Data / IA
IA dans le BTP : un potentiel largement sous-exploité
Par Xavier Biseul, publié le 24 mars 2026
Moins de 10 % des entreprises du secteur recourent à des solutions d’IA. Les cas d’usage se concentrent sur l’automatisation des tâches administratives, alors que les réels gains de productivité portent sur la planification des chantiers ou la gestion des risques.
Considéré comme l’un des secteurs d’activité les plus hermétiques au numérique, le BTP entre difficilement dans l’ère de l’intelligence artificielle.
Mais alors que les usages demeurent pour le moment limités, son potentiel de transformation est, en revanche, bien réel selon une étude de l’Observatoire des métiers du BTP, réalisée par le cabinet Plein Sens, auprès de 621 dirigeants.
Moins de 10 % des entreprises interrogées déclarent utiliser des solutions d’IA, mais 36 % envisagent leur déploiement dans les années à venir. Avec, comme toujours, un effet de taille. Environ, la moitié des PME et grandes entreprises se projettent dans l’adoption de l’IA, contre moins de 30 % des TPE.
Pour quels cas d’usage ? L’étude montre que l’IA générative est avant tout utilisée par les fonctions supports comme un assistant à la rédaction et à la synthèse documentaire, pour répondre aux appels d’offres, automatiser des tâches administratives ou rédiger des offres d’emploi.
Les réels gains de productivité sont pourtant à chercher ailleurs et, en particulier, dans la planification des chantiers et les gestions de projet. En analysant en temps réel l’état d’avancement d’un chantier, les conditions météorologiques ou la disponibilité des ressources, l’IA peut en effet permettre d’anticiper les retards potentiels et réajuster automatiquement les plannings.
Elle peut également jouer un rôle stratégique dans la gestion des risques. « En s’appuyant sur l’analyse des historiques de sinistres ou d’aléas, elle permet de révéler les facteurs de fragilité d’un projet, qu’il s’agisse d’un retard fournisseur, d’un incident technique ou d’un défaut d’approvisionnement », avance l’étude.
Une fois le projet validé, l’IA peut, dans la phase de conception, « générer des esquisses ou des plans détaillés en se basant sur des paramètres prédéfinis, voire déceler des erreurs de conception en comparant le projet à des bases de données de bâtiments similaires. »
Elle est également capable d’analyser un plan ou une maquette en 3D « afin d’identifier les incohérences ou erreurs susceptibles d’engendrer des reprises coûteuses une fois le chantier lancé ».

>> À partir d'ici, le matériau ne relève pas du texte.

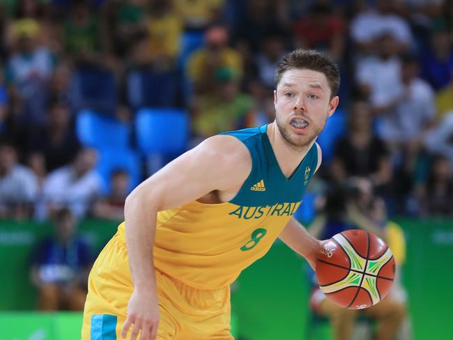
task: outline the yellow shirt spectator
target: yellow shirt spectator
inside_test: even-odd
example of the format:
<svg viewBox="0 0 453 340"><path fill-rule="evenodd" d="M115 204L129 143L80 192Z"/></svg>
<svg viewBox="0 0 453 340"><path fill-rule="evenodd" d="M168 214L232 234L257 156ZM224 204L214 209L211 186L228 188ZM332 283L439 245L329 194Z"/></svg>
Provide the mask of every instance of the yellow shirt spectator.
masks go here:
<svg viewBox="0 0 453 340"><path fill-rule="evenodd" d="M174 0L174 8L186 26L203 27L211 21L223 2L223 0Z"/></svg>
<svg viewBox="0 0 453 340"><path fill-rule="evenodd" d="M182 30L181 20L172 12L151 16L148 24L151 58L165 56L175 59L179 53Z"/></svg>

Mais l’adoption de l’IA ne doit pas s’arrêter aux cols blancs des bureaux d’études. Sur le terrain, le chef de chantier devient un « data manager local » qui surveille des tableaux de bord numériques, intègre les alertes remontées par l’IA pour briefer ses équipes. Sa fonction tend à devenir plus analytique, l’IA lui fournissant des indicateurs pour cibler les points bloquants ou les non-conformités.
Son déploiement dans le BTP se heurte toutefois à des freins à la fois technologiques, économiques, organisationnels et culturels. Les solutions d’IA ne sont pas toujours adaptées aux réalités de terrain et offrent une faible interopérabilité avec les logiciels existants. Leur coût d’acquisition peut, par ailleurs, se révéler rédhibitoire pour les petites structures.
Mais c’est avant tout sur le volet RH que le bât blesse avec un vieillissement des salariés et des dirigeants, et une faible acculturation au numérique de la profession. « L’expérience du BIM l’a montré : sans standardisation, formation et accompagnement, la technologie seule ne transforme pas les métiers, d’autant plus lorsqu’elle est coûteuse à déployer. »
Sur ce dernier point, l’Observatoire des métiers du BTP propose, entre autres initiatives, de dispenser des sessions de sensibilisation aux dirigeants de TPE-PME et de mettre à leur disposition des ressources pédagogiques sectorielles (fiches, vidéos, cas d’usage), facilitant une première appropriation. Il suggère également de concevoir un parcours de formation « IA & données pour le BTP », dans le prolongement de la certification professionnelle « CléA Numérique ».